Per un istante, voltandomi, mi parve persino di vedere la piccola Tiziana sorridere, ma lei svanì subito in casa: solo una visione, il mio angelo custode.
Quando ebbi finito la trovai in camera da letto, di nuovo seduta a terra ad accarezzare il micio.
Non mi guardava, ma ormai avevo capito: lei mi aveva indicato la strada, adesso toccava a me percorrerla.
Sbattei via il dolce Bambi appena si presentò a me con l’ennesima camomilla. Mi precipitai sul letto, tirai via Madame dalle grinfie di Akim e la gettai sul pavimento.
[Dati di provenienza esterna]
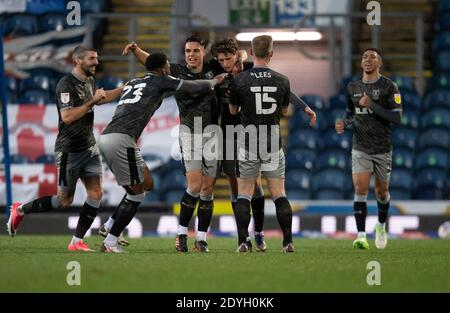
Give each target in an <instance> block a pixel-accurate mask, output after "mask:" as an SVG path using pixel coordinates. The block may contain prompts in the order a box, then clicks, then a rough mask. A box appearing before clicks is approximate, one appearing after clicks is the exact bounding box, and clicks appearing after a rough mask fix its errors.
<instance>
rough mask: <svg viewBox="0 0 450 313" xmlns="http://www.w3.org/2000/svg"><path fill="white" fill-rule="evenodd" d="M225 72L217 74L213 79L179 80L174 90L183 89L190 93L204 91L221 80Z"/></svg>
mask: <svg viewBox="0 0 450 313" xmlns="http://www.w3.org/2000/svg"><path fill="white" fill-rule="evenodd" d="M226 76H227V73H223V74H220V75H217V76H216V77H215V78H214V79H197V80H180V84H179V85H178V87H177V89H176V91H183V92H187V93H191V94H199V93H206V92H209V91H211V89H214V87H215V86H216V85H218V84H220V83H222V82H223V80H224V79H225V77H226Z"/></svg>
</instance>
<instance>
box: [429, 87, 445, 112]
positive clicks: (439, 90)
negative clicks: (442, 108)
mask: <svg viewBox="0 0 450 313" xmlns="http://www.w3.org/2000/svg"><path fill="white" fill-rule="evenodd" d="M435 107H447V108H450V90H435V91H433V92H431V93H429V94H427V96H426V97H425V100H424V102H423V108H424V109H426V110H429V109H432V108H435Z"/></svg>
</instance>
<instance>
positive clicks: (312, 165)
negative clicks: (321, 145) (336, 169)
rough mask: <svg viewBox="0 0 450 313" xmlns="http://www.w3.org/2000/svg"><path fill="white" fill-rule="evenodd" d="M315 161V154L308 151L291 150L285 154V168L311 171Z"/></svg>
mask: <svg viewBox="0 0 450 313" xmlns="http://www.w3.org/2000/svg"><path fill="white" fill-rule="evenodd" d="M315 160H316V153H315V151H314V150H310V149H293V150H289V151H288V153H287V154H286V168H287V169H288V170H291V169H305V170H308V171H311V170H312V169H313V167H314V162H315Z"/></svg>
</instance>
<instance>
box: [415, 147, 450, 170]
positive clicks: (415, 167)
mask: <svg viewBox="0 0 450 313" xmlns="http://www.w3.org/2000/svg"><path fill="white" fill-rule="evenodd" d="M448 159H449V156H448V153H447V150H446V149H437V148H428V149H425V150H423V151H421V152H419V153H417V154H416V158H415V164H414V168H415V169H416V170H421V169H424V168H440V169H442V170H444V171H445V170H446V169H447V168H448Z"/></svg>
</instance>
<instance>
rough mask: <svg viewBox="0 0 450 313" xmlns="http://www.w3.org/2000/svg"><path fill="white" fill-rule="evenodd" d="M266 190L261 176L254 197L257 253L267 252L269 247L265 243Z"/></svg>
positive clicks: (256, 248)
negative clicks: (262, 182) (264, 192)
mask: <svg viewBox="0 0 450 313" xmlns="http://www.w3.org/2000/svg"><path fill="white" fill-rule="evenodd" d="M264 203H265V199H264V189H263V188H262V184H261V174H259V175H258V177H257V178H256V183H255V190H254V192H253V197H252V201H251V204H252V215H253V220H254V221H255V242H256V251H258V252H259V251H266V249H267V246H266V242H265V241H264V232H263V228H264Z"/></svg>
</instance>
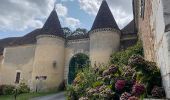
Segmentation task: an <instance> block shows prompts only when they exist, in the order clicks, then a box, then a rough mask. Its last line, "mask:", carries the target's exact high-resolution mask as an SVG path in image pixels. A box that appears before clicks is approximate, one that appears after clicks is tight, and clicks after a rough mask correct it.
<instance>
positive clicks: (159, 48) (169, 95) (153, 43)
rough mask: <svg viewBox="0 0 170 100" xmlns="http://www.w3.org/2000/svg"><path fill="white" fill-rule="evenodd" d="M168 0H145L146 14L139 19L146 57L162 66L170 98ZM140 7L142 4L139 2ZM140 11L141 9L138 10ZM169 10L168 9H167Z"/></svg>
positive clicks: (138, 17)
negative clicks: (166, 30)
mask: <svg viewBox="0 0 170 100" xmlns="http://www.w3.org/2000/svg"><path fill="white" fill-rule="evenodd" d="M169 4H170V3H168V2H167V1H166V0H145V16H144V19H143V18H140V15H139V14H138V17H137V18H138V21H139V23H138V24H139V28H138V29H139V34H140V36H141V39H142V40H143V46H144V52H145V58H146V59H147V60H150V61H155V62H157V65H158V66H159V67H160V70H161V74H162V79H163V84H164V87H165V90H166V93H167V94H166V95H167V97H168V98H170V74H169V73H170V63H169V60H170V56H169V55H170V52H169V43H170V42H169V38H170V35H169V32H165V31H166V29H165V26H166V24H167V21H166V17H165V16H166V15H167V13H166V14H165V8H164V7H165V6H166V7H167V5H168V6H169ZM138 5H139V7H140V4H138ZM138 12H140V11H138ZM167 12H168V11H167Z"/></svg>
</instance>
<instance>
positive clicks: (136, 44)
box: [110, 41, 144, 66]
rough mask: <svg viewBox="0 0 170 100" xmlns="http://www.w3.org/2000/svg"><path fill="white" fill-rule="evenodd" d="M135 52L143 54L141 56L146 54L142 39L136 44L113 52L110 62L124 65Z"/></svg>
mask: <svg viewBox="0 0 170 100" xmlns="http://www.w3.org/2000/svg"><path fill="white" fill-rule="evenodd" d="M134 54H137V55H141V56H143V55H144V53H143V46H142V42H141V41H138V42H137V44H136V45H135V46H132V47H129V48H127V49H126V50H123V51H120V52H116V53H113V54H112V55H111V59H110V63H111V64H116V65H122V66H123V65H127V64H128V59H129V58H130V57H131V56H132V55H134Z"/></svg>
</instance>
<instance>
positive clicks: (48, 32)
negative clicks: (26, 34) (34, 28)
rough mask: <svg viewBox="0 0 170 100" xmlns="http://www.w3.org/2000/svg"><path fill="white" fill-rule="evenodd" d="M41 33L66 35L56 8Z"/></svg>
mask: <svg viewBox="0 0 170 100" xmlns="http://www.w3.org/2000/svg"><path fill="white" fill-rule="evenodd" d="M41 34H49V35H56V36H60V37H64V33H63V30H62V28H61V24H60V21H59V18H58V15H57V12H56V11H55V9H54V10H53V11H52V12H51V14H50V16H49V17H48V19H47V21H46V22H45V24H44V26H43V28H42V29H41Z"/></svg>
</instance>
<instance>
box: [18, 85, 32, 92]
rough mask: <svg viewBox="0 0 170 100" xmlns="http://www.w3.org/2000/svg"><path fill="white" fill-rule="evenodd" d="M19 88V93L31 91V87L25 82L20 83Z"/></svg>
mask: <svg viewBox="0 0 170 100" xmlns="http://www.w3.org/2000/svg"><path fill="white" fill-rule="evenodd" d="M17 90H18V93H19V94H22V93H29V92H30V88H29V87H28V86H27V85H26V84H25V83H20V84H19V86H18V88H17Z"/></svg>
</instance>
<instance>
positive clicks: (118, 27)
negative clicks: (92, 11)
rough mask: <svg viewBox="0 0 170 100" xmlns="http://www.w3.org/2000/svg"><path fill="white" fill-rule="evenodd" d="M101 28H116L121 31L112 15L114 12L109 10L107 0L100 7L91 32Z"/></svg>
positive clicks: (91, 30)
mask: <svg viewBox="0 0 170 100" xmlns="http://www.w3.org/2000/svg"><path fill="white" fill-rule="evenodd" d="M100 28H114V29H118V30H119V27H118V25H117V23H116V21H115V19H114V17H113V15H112V12H111V11H110V9H109V6H108V4H107V2H106V0H103V2H102V4H101V6H100V9H99V11H98V14H97V16H96V19H95V21H94V23H93V26H92V28H91V31H92V30H95V29H100Z"/></svg>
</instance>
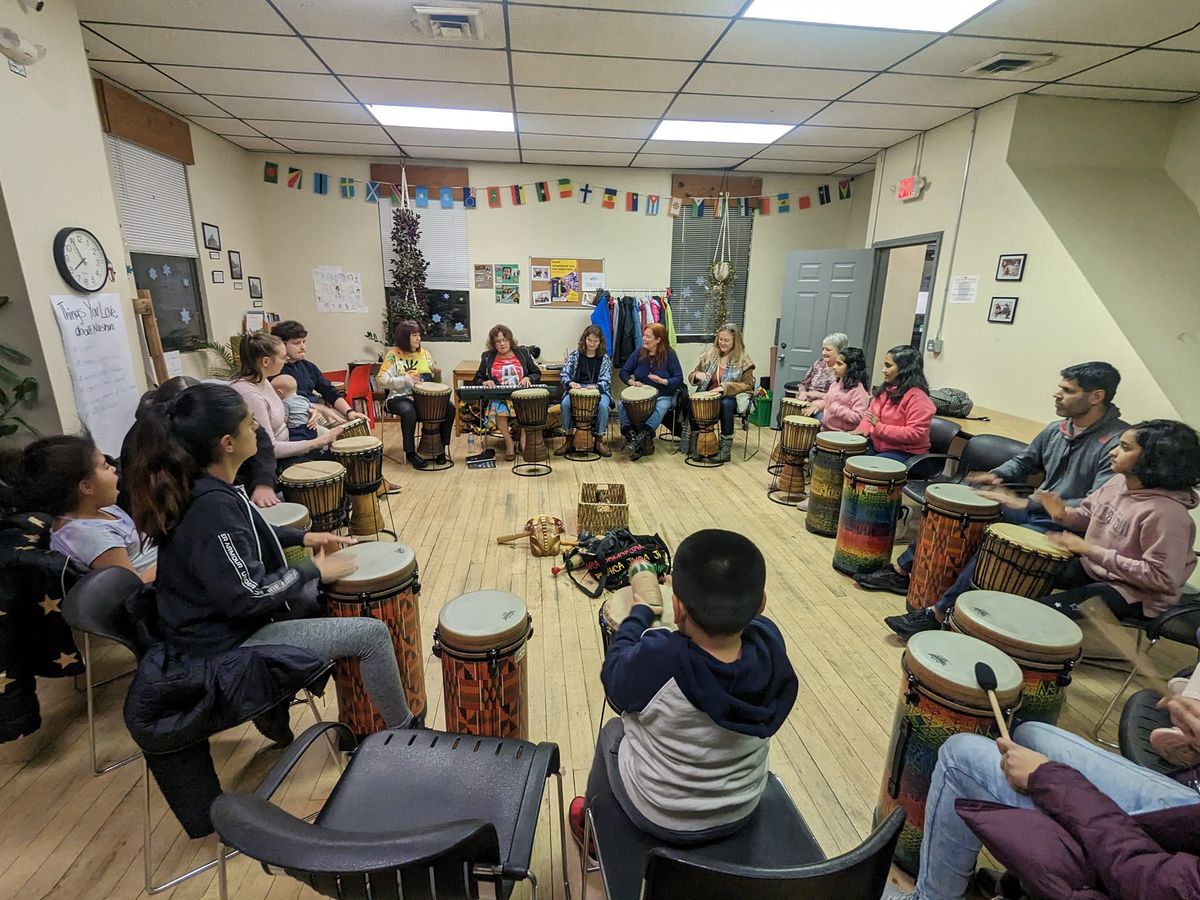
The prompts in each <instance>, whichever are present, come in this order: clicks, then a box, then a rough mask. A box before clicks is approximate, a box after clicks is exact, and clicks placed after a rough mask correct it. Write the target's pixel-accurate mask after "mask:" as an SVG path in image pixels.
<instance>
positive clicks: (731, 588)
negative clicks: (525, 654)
mask: <svg viewBox="0 0 1200 900" xmlns="http://www.w3.org/2000/svg"><path fill="white" fill-rule="evenodd" d="M672 577H673V584H672V587H673V596H672V598H671V601H670V602H671V604H673V607H674V617H676V625H677V628H678V630H677V631H671V630H670V629H665V628H654V626H653V623H654V619H655V616H656V613H655V611H654V610H652V608H650V607H649V606H647V605H646V604H643V602H640V599H638V598H635V599H634V606H632V610H631V611H630V613H629V617H628V618H625V619H624V622H623V623H622V624H620V626H619V628H618V630H617V634H616V635H614V636H613V638H612V642H611V644H610V647H608V652H607V654H606V655H605V661H604V667H602V670H601V672H600V679H601V682H602V683H604V686H605V694H606V695H607V697H608V700H610V702H611V703H612V704H613V707H614V708H617V709H619V710H620V712H622V715H620V718H619V719H612V720H611V721H608V724H607V725H605V727H604V728H602V730H601V732H600V738H599V740H598V743H596V754H595V761H594V762H593V766H592V774H590V775H589V778H588V793H587V797H588V802H590V799H592V798H595V797H598V796H601V794H602V793H606V792H608V791H610V790H611V792H612V793H613V794H614V797H616V799H617V802H618V803H619V804H620V806H622V809H623V810H624V811H625V815H628V816H629V818H630V820H631V821H632V822H634V823H635V824H636V826H637V827H638V828H641V829H642V830H644V832H647V833H649V834H652V835H654V836H655V838H658V839H659V840H662V841H667V842H672V844H697V842H701V841H707V840H712V839H714V838H719V836H724V835H726V834H732V833H733V832H736V830H737V829H738V828H740V827H742V826H743V824H744V823H745V821H746V820H748V818H749V816H750V815H751V814H752V812H754V811H755V809H756V806H757V805H758V800H760V798H761V797H762V793H763V791H764V788H766V785H767V772H768V770H767V751H768V746H769V740H770V736H772V734H774V733H775V732H776V731H779V728H780V726H782V724H784V720H785V719H787V714H788V712H791V709H792V704H793V703H794V702H796V694H797V690H798V686H799V683H798V680H797V678H796V672H793V671H792V665H791V662H788V660H787V650H786V648H785V647H784V638H782V635H780V632H779V629H778V628H776V626H775V624H774V623H773V622H770V620H769V619H767V618H764V617H763V616H761V613H762V611H763V608H764V606H766V602H767V600H766V594H764V593H763V587H764V584H766V580H767V566H766V562H764V560H763V557H762V553H761V552H760V551H758V548H757V547H756V546H755V545H754V544H752V542H751V541H750V540H748V539H746V538H744V536H743V535H740V534H736V533H733V532H722V530H716V529H709V530H703V532H696V533H695V534H692V535H690V536H689V538H686V539H685V540H684V541H683V544H680V545H679V548H678V551H677V552H676V556H674V571H673V576H672ZM582 811H583V803H581V802H580V800H578V799H577V800H576V803H574V804H572V824H577V823H578V824H582ZM581 830H582V829H581V828H578V827H576V832H577V835H578V833H581Z"/></svg>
Estrassi dalla tasca la chiave datami dal Maestro e allargai le cosce di Madame, pronto a ficcargliela dentro.
Il prode Akim balzò dal letto, urlava e agitava le mani contro di me.
«No, felmo! Tu che fale? Chiave no selve pel chiavale lei!».
Non lo calcolai, lo ignorai del tutto, ma appena udii dei passi avanzare veloci nel corridoio mi paralizzai.
Era forse Vera?
Il Maestro! La luce. La verità era lì davanti a me.
Era bellissimo, vivo, di carne.
Mi guardava con occhi vitrei mentre si grattava il culo.
«Ma che sfaccimm faje cu chella puttana? Aizz ‘o mazzo e vien cu’ me…».